Treatment with crizotinib resulted in objective responses in patients with advanced papillary renal cell carcinoma type 1 with MET mutations or amplification.
Treatment with crizotinib resulted in objective responses and long-lasting disease control in patients with advanced papillary renal cell carcinoma type 1 with MET mutations or amplification, according to the results of a phase II study published in the European Journal of Cancer.
“Objective, durable responses were observed in two of four (50.0%) patients with predefined mutations of the MET gene,” wrote Patrick Schöffski, MD, MPH, of the Leuven Cancer Institute in Belgium, and colleagues.
The small study included 23 patients with confirmed pathology. Four patients were MET mutation–positive. All patients received 250 mg oral crizotinib twice daily. The primary endpoint was objective response rate (ORR).
“The median duration of treatment and the median number of treatment cycles in the MET-positive subgroup were three times higher than in the MET-negative subgroup (48.6 vs 15.0 weeks or 16.5 vs 5.0 cycles, respectively), which likely reflects selective effects of the experimental treatment in different genetically defined subsets of this disease,” the researchers noted.
In the four patients with MET-positive disease, two achieved partial response and one had stable disease (ORR, 50%). The duration of response was 21.8 months and 37.3 months, respectively. The patient with a duration of response of 37.3 months eventually progressed. The 1-year progression-free survival rate was 75.0%, and the 1-year overall survival rate was 75.0%.
There were 16 patients with MET-negative disease, of whom one achieved a partial response lasting more than 9.9 months, and 11 had stable disease (ORR, 6.3%). The 1-year progression-free survival rate was 27.3%, and the 1-year overall survival rate was 71.8%.
Additionally, three patients had unknown MET status because of a technical failure. In these patients, one achieved partial response lasting more than 6.9 months and one had stable disease (ORR, 33.3%).
The most common treatment-related adverse events were edema (47.8%), fatigue (47.8%), nausea (39.1%), diarrhea (39.1%), and blurred vision (34.8%).
A post-hoc analysis identified MET amplification in one patient with MET-positive disease, who had a partial response and a duration of response of more than 3 years, and in one patient with MET-negative disease who achieved stable disease.

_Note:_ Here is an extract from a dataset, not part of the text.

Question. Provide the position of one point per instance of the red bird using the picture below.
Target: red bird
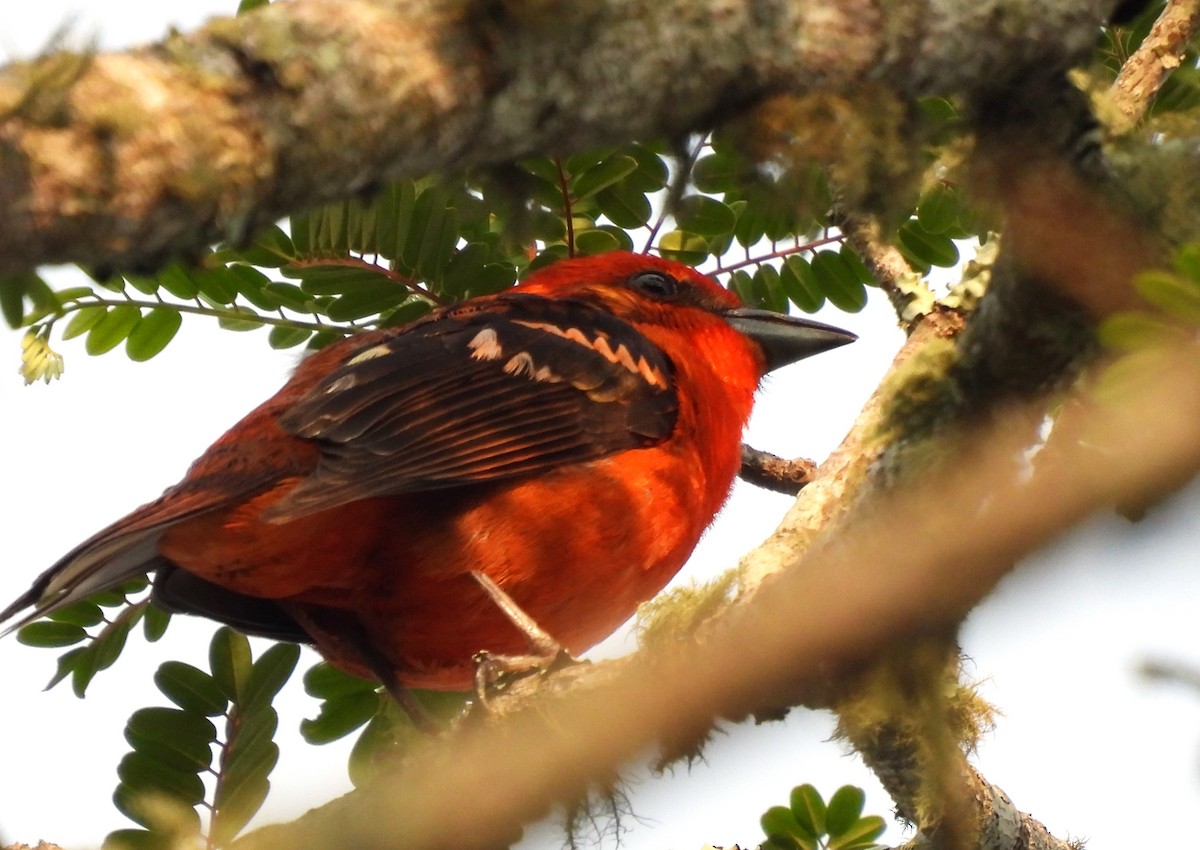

“When combining cases with either MET mutation or amplification in a post-hoc analysis, all patients achieved stable disease or an objective response, with 80% of these patients being progression-free at 1 year after the start of crizotinib treatment,” the researchers wrote. “The duration of disease stabilization in patients without MET mutation or amplification was generally shorter and only one among 16 MET-negative patients achieved a confirmed RECIST partial response.”